Selling a computer for its sound system is a departure, since “laptops were never designed to reproduce music,” Monster’s Noel Lee told Maclean’s. “They were designed for word processing, spreadsheets, to answer your email.” And as they’ve gotten smaller and lighter, the quality of built-in speakers has suffered: a computer’s whirring and whistling insides can be hostile to sound. Trying to enjoy music on most computers, Iovine says, is like “taking a Beatles remaster and playing it through a portable television.”

Of course, audiophiles have been saying this for years; an array of headphones, speakers and other equipment already exists to get the most out of digital sound. (Richard Bowden of Toronto’s Bay Bloor Radio recommends Bose computer speakers.) Iovine, though, is looking for an answer that doesn’t sacrifice portability—and so entices young people. Last year, HP introduced its premium Envy notebooks (the newest models, including the Envy 17, are being launched this week). Creating the line “wasn’t just about upgrading the speakers and the amplifier; we looked at the entire architecture” of the computer, says Carlos Montalvo, a vice-president at HP. For one thing, the audio signal was completely isolated “from the source, all the way to line out.” To clear space for the built-in speakers, which are on opposite sides of the notebook, other components had to be minimized. Specially designed Beats Audio software lets users play with audio levels and settings. The digital signal processor was even tuned to mimic Dre’s in-studio sound, but the notebooks are not just for “urban music,” Montalvo says.
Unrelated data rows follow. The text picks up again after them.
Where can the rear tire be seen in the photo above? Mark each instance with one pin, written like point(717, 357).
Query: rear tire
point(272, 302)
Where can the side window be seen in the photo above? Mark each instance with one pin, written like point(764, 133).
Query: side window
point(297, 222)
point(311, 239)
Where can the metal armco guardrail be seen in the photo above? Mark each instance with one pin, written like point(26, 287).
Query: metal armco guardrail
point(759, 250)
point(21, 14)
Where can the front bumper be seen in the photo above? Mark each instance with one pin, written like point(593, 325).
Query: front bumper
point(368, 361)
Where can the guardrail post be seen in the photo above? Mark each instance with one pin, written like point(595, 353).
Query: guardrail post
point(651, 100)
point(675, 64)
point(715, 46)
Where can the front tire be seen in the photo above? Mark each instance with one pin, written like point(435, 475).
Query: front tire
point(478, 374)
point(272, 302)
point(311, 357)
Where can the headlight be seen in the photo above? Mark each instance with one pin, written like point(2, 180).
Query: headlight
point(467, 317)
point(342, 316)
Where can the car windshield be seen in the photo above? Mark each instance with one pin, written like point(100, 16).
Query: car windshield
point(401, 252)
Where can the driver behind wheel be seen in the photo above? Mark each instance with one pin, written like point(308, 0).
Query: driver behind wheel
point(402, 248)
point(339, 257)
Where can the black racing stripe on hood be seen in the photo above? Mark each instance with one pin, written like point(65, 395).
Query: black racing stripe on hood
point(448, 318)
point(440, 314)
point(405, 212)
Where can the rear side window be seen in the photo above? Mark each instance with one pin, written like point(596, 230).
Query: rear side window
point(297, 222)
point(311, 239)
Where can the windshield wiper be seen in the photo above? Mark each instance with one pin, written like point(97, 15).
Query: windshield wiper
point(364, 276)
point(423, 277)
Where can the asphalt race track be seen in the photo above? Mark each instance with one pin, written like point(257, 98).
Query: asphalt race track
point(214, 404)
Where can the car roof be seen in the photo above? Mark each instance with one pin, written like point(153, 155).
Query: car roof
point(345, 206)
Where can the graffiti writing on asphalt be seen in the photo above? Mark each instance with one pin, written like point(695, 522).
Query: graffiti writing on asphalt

Tech sites have generally given the Envy models good reviews, while noting their flaws. CNET praised its slim body and powerful components, noting it’s “very expensive” (the Envy 15 sells for $2,200); as for the sound system, Beats Audio will “even make a pair of regular iPod earphones sound amazing,” said PC Magazine (the sound improves when connected to high-quality headphones or speakers). Still, it’s a challenge to squeeze so many bells and whistles into a laptop. The Envy 15’s palm rest got “uncomfortably hot,” Engadget wrote, “perhaps a result of the very thin design and performance parts.” Then there is the inevitably short battery life.

In overhauling digital music, computers and headphones are merely part of the solution. “Your listening system is only as good as your weakest link,” Iovine says. And most music is heard on the MP3 platform, says Sandy Pearlman, the famed producer behind such classics as Blue Öyster Cult’s (Don’t Fear) the Reaper, and a visiting professor at McGill University’s Schulich School of Music. “This platform is promiscuous and gets music around for nothing, which is good and bad, but it doesn’t get it around sounding very good,” he says. MP3 files are compressed so we can pack thousands of songs onto a laptop or iPod and trade them online, but some of the information, and therefore sound quality, is lost.

The industry is looking to improve digital files: Apple is using Advanced Audio Coding (AAC) in its iTunes store and elsewhere, which has better sound quality. Even better is a lossless format like FLAC, which creates a much larger file but stores a CD track without losing information. But the key step is retraining a generation in how music is supposed to sound. “I have no doubt people want quality,” Iovine says. “They just don’t know.”